The effort is aimed at reducing the costs and difficulties involved with scaling mentorship programs by providing a virtual mentor installed on the entrepreneur’s phone.

“We developed a custom LLM [large language model] specifically for emerging market entrepreneurs, to serve as a surrogate mentor,” said Germann. “They’ll have this LLM at their fingertips and they can ask any question they want about how to improve their business. We have a particular focus on marketing, but it’s also more broadly a business advisor tool.”

Arthur Joseph Ssembajja stands in his chapel smiling.

Fr. Arthur Ssembajja

The randomized controlled trial started in November. The entrepreneurs in the trial typically have small-scale enterprises, with a physical structure and several employees. Germann described the types of ventures as typical for emerging markets — “mom-and-pops” for the most part that form the confluence of daily life, including beauty parlors, furniture makers, retailers and electricians.

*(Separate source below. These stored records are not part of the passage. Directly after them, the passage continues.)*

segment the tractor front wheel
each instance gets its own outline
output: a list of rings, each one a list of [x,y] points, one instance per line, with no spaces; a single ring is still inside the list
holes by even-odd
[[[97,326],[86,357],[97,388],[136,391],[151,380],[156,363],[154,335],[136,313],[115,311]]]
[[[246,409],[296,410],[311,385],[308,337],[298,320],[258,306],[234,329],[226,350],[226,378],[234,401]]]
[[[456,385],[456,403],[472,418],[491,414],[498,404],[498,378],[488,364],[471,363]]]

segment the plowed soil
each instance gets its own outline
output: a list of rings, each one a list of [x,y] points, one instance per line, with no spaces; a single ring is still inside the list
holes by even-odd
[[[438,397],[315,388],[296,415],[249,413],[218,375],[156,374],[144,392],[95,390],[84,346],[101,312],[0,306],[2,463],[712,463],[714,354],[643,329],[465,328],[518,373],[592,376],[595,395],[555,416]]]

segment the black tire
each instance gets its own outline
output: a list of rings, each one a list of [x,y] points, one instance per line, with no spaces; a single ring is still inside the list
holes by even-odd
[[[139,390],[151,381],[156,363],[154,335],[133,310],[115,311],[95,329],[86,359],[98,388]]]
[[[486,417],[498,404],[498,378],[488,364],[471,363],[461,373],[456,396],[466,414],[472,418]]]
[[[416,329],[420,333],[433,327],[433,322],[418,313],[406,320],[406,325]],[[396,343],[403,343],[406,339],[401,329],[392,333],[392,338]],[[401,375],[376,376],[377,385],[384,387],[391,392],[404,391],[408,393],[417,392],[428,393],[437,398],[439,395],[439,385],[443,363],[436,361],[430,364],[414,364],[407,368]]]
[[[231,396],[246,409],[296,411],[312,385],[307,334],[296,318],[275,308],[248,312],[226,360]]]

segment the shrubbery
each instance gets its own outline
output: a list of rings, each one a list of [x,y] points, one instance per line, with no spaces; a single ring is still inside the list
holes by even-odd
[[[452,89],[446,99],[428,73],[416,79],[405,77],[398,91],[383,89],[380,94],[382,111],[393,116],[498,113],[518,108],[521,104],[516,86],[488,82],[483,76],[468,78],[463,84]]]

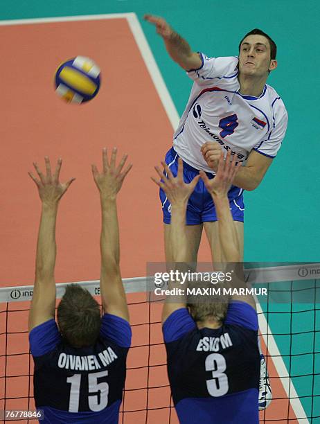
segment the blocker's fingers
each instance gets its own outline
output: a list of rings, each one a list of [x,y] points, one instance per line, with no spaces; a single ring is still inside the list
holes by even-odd
[[[125,169],[123,173],[121,174],[122,179],[124,179],[127,177],[127,174],[129,173],[132,168],[132,164],[130,164],[130,165],[127,166],[127,168]]]
[[[57,159],[57,166],[55,167],[55,173],[53,174],[53,181],[54,182],[57,182],[59,181],[59,177],[60,175],[61,166],[62,164],[62,159],[60,157]]]
[[[39,177],[40,179],[41,182],[44,184],[46,182],[46,180],[44,179],[44,175],[42,174],[42,173],[41,172],[40,168],[38,166],[38,164],[36,162],[33,162],[33,166],[35,167],[35,170],[37,171],[37,175],[39,175]]]
[[[217,174],[222,174],[224,170],[224,156],[223,154],[222,150],[221,150],[221,154],[220,154],[220,159],[219,160],[219,164],[217,166]]]
[[[127,154],[123,154],[121,160],[119,162],[119,164],[118,165],[118,168],[116,168],[116,174],[120,174],[120,173],[121,172],[121,170],[123,168],[123,165],[125,164],[125,161],[127,160]]]
[[[161,187],[163,190],[164,190],[164,184],[161,181],[158,181],[157,179],[156,179],[154,177],[150,177],[151,179],[153,181],[154,183],[155,183],[157,186],[159,186],[159,187]]]
[[[114,147],[112,149],[112,152],[111,154],[111,159],[110,159],[110,168],[113,168],[114,169],[116,167],[116,152],[117,152],[117,148]]]
[[[46,177],[49,181],[51,180],[51,165],[50,164],[50,159],[48,156],[44,157],[44,163],[46,164]]]
[[[189,186],[190,188],[192,188],[193,191],[195,188],[195,186],[197,185],[199,179],[200,179],[200,175],[196,175],[195,178],[192,180],[192,182],[190,183]]]
[[[161,179],[166,179],[168,180],[168,177],[166,177],[163,173],[161,173],[160,168],[159,168],[159,166],[154,166],[154,169],[157,171],[157,173],[158,174],[158,175],[160,177],[160,178]]]
[[[210,182],[210,179],[208,178],[208,175],[206,174],[204,171],[200,171],[199,173],[199,175],[201,179],[203,180],[205,185]]]
[[[171,173],[171,171],[170,172]],[[184,179],[184,162],[181,157],[178,159],[178,178],[179,179]]]
[[[106,173],[109,168],[108,154],[107,154],[107,148],[103,148],[103,172]]]
[[[98,168],[94,164],[92,164],[91,165],[91,171],[94,179],[96,179],[97,177],[99,175],[99,171],[98,170]]]
[[[28,174],[29,177],[32,179],[33,179],[35,183],[37,184],[37,186],[39,187],[39,185],[40,185],[40,182],[39,181],[39,179],[37,179],[32,173],[28,173]]]
[[[180,158],[179,158],[179,159],[180,159]],[[168,165],[166,164],[166,162],[163,162],[163,161],[161,161],[161,165],[164,168],[164,170],[167,173],[168,179],[173,179],[175,178],[175,177],[173,176],[172,173],[171,172],[170,168],[168,166]]]
[[[232,164],[231,177],[231,182],[233,181],[235,175],[239,172],[239,170],[240,168],[241,168],[241,165],[236,161],[234,161],[234,162]]]
[[[66,182],[66,190],[69,188],[70,185],[74,182],[75,179],[75,178],[70,178],[70,179]]]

The Notre Dame team trained the entrepreneurs on the tool and made sure it was installed on their phones correctly. They will track the group over the next year to evaluate whether those using the tool are doing better in terms of sales and profits. The researchers are also looking at outcome measures such as anxiety, stress and happiness.

“If our tailored AI mentor proves effective, it could democratize access to high-quality business advice for millions of underserved entrepreneurs,” said Germann. “This is an example of how innovative technologies guided by Notre Dame values can expand opportunity, strengthen communities and empower people globally.”